Hi, I would like to ask some questions about how graphs are computed.
Imagine a simple multimodal model where we have 3 sub-networks, A,B,C.
INa and INb are torch variables, with whatever dimensionality but the dimension corresponding to the batch is dim 0, and both have the same amount of samples.
If the proper workflow for one sample were:
A process a sample of INa and B process a sample of INb, then C takes as input OUTa and OUTb to compute OUT.
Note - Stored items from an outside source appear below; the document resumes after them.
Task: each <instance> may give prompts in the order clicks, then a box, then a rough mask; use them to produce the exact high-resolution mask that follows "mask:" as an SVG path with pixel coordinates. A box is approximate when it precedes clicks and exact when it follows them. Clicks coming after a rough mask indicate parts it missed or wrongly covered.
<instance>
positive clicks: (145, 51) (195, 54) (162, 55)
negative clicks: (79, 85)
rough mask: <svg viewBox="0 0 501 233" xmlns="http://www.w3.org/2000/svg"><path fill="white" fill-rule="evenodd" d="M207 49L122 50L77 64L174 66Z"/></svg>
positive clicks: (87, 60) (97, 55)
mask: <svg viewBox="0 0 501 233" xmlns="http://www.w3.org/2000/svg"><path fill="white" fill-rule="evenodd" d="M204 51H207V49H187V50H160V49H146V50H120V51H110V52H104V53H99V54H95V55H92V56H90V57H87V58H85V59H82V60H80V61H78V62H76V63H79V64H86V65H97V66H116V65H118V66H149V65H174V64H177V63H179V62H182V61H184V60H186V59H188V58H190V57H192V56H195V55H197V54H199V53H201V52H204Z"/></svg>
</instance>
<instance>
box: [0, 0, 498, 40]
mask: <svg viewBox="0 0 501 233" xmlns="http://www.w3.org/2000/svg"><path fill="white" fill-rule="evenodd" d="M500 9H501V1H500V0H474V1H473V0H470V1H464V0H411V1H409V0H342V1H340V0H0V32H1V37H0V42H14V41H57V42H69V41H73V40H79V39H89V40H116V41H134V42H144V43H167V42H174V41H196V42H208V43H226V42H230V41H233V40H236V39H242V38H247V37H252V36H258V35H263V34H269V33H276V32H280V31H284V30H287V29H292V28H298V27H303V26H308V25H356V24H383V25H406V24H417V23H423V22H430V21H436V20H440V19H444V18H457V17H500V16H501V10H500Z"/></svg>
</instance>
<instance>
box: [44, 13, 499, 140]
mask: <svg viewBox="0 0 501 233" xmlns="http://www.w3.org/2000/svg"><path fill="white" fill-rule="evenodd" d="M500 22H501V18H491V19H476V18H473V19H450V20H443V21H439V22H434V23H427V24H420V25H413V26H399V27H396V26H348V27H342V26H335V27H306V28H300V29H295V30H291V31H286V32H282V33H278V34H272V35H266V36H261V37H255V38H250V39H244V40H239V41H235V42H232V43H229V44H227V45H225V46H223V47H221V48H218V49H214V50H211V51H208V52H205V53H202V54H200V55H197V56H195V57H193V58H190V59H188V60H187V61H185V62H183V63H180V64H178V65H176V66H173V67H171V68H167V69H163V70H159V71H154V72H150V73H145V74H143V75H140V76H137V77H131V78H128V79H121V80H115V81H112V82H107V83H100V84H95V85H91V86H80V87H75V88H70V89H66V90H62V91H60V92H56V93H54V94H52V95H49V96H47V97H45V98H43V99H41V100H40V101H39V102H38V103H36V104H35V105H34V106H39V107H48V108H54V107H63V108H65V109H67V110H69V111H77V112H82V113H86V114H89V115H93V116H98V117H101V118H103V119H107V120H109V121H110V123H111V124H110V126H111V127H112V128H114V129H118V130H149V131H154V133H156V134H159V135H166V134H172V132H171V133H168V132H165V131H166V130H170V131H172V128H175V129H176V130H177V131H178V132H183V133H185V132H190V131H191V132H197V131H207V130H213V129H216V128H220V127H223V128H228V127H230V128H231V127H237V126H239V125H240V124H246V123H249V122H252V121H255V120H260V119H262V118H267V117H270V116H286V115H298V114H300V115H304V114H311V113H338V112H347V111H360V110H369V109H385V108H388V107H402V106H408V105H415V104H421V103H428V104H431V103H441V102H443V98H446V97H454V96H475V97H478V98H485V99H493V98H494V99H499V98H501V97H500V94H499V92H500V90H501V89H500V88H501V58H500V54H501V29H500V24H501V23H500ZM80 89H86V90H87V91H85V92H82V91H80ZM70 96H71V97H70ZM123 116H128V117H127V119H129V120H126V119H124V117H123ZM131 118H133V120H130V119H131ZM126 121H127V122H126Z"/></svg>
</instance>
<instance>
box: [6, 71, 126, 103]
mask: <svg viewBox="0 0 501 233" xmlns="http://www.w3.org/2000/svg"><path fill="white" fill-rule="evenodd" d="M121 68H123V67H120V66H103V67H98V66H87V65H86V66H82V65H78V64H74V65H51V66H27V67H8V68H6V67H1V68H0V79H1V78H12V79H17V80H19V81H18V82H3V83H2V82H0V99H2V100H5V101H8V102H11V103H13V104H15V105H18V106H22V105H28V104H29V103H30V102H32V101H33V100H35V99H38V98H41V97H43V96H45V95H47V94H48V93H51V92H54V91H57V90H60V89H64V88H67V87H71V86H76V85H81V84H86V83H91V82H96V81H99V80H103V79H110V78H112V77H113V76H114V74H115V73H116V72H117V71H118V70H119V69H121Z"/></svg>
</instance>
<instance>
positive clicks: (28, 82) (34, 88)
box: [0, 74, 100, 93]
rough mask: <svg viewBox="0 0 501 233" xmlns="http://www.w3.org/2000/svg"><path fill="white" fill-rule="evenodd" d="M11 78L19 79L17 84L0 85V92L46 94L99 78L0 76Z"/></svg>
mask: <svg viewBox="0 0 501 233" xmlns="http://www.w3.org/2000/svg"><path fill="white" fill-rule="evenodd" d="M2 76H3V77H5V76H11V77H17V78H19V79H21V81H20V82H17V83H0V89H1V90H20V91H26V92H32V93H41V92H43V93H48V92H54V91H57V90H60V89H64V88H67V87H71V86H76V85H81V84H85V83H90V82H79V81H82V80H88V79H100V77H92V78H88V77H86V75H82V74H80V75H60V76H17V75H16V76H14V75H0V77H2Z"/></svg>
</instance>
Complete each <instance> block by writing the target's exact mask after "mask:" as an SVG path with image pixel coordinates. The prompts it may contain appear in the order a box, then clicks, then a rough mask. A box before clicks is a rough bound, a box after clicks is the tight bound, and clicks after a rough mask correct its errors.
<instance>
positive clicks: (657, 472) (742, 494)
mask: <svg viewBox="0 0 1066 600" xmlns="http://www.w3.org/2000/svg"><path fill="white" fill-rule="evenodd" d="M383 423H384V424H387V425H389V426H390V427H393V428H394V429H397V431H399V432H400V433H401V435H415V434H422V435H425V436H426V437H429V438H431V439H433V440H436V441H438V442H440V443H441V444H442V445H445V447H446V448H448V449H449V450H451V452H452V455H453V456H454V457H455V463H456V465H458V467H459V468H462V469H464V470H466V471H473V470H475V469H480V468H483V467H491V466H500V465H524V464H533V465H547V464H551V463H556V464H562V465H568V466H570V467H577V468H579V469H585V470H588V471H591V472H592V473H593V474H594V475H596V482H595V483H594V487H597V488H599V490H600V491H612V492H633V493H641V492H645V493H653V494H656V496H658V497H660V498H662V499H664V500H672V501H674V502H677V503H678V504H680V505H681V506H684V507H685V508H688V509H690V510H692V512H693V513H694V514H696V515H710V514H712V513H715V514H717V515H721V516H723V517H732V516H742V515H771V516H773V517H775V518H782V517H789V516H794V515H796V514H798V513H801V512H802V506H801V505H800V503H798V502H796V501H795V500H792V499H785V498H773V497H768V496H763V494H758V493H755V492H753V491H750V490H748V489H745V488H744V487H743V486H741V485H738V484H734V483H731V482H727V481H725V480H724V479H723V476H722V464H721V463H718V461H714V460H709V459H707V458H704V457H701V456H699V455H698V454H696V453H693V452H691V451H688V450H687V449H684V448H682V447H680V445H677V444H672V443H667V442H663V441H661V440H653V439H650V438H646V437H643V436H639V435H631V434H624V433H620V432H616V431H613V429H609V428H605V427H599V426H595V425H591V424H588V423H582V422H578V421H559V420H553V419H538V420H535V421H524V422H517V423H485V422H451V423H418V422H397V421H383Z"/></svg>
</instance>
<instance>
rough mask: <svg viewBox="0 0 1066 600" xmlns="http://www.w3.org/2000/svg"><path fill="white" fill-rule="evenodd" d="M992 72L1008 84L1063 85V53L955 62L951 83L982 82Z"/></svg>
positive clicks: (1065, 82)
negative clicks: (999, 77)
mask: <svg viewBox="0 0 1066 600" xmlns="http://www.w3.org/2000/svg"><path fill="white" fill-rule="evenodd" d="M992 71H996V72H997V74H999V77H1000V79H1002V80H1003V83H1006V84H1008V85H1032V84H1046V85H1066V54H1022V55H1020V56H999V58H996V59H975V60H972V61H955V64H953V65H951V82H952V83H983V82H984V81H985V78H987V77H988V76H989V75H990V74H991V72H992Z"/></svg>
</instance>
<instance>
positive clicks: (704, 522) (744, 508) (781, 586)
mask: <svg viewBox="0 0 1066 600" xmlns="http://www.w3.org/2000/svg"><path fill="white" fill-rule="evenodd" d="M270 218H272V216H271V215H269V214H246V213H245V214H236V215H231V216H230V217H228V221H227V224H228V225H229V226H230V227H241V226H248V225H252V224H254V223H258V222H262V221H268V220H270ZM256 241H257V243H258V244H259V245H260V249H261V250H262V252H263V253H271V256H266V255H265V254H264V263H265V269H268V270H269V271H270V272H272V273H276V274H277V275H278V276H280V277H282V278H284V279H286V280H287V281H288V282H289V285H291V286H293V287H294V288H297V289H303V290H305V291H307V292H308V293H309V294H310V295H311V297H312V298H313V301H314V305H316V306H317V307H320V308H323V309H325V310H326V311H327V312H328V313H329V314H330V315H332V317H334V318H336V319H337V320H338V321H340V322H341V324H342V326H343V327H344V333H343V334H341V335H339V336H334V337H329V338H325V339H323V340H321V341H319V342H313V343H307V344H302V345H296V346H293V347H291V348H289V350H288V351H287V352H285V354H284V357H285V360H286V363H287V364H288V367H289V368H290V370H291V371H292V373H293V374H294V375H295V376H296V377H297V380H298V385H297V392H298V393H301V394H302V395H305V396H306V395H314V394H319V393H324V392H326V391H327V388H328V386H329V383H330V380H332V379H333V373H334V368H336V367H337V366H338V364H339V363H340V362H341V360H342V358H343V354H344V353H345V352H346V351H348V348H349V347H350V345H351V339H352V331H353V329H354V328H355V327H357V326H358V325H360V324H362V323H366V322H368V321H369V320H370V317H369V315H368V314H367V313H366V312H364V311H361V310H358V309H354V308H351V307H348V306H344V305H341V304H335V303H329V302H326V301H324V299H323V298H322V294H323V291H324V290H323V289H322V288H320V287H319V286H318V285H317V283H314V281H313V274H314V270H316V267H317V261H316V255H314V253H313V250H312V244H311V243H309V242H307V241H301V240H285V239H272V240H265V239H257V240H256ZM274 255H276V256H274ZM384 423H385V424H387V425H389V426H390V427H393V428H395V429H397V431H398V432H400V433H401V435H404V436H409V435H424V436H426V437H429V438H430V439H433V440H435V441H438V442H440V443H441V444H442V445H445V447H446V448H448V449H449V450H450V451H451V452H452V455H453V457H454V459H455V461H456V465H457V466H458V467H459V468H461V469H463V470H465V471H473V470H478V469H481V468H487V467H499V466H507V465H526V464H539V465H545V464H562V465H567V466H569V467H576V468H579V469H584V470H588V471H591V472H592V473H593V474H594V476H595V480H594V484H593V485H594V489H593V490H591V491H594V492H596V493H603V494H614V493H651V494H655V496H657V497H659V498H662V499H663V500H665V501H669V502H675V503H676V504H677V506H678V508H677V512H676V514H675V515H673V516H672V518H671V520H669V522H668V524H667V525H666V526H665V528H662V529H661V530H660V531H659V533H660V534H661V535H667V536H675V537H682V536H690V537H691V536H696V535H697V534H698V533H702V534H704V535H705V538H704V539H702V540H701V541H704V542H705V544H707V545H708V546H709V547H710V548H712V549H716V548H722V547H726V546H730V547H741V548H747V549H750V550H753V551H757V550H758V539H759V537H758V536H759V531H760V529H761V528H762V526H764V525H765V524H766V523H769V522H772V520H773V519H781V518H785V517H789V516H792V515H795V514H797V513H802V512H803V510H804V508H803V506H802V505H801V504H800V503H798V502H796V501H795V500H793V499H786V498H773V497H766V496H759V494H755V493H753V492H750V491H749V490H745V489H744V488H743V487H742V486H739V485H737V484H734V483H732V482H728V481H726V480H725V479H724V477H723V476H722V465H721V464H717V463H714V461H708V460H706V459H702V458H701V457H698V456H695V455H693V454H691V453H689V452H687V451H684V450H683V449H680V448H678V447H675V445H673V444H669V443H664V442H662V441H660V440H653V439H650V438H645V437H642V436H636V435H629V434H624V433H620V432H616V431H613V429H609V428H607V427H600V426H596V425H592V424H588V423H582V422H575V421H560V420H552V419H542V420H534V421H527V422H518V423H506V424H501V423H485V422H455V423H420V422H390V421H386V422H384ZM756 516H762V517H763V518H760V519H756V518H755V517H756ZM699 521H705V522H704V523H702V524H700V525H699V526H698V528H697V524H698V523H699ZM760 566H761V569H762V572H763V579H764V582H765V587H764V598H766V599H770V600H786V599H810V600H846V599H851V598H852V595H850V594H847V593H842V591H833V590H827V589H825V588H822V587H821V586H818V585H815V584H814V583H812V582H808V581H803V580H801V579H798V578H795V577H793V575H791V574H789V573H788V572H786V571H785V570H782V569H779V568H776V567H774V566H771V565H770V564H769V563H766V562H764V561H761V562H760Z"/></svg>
and so on through the whole batch. When the batch is already processed compute loss and backprop
Is the previously mentioned graph equal to a graph generated by the following process?:
A process the whole batch INa, B process the whole batch INb, then C process the the whole batch OUTa, OUTb and loss-backward?
in pseudo-code:
for i in range(batch_size):
outa_i = model_A(INa_i)
outb_i = model_B(INb_i)
out_i = model_C(outa_i,outb_i)s
stack(out)
loss
backward
for i in range(batch_size):
outa_i = model_A(INa_i)
outa=stack(outa_i)
for i in range(batch_size):
outb_i = model_B(INb_i)
outb=stack(outb_i)
for i in range(batch_size):
out_i = model_C(outa,outb)
out=stack(out_i)
loss
backward
Is there a good explanation about pytorch graphs?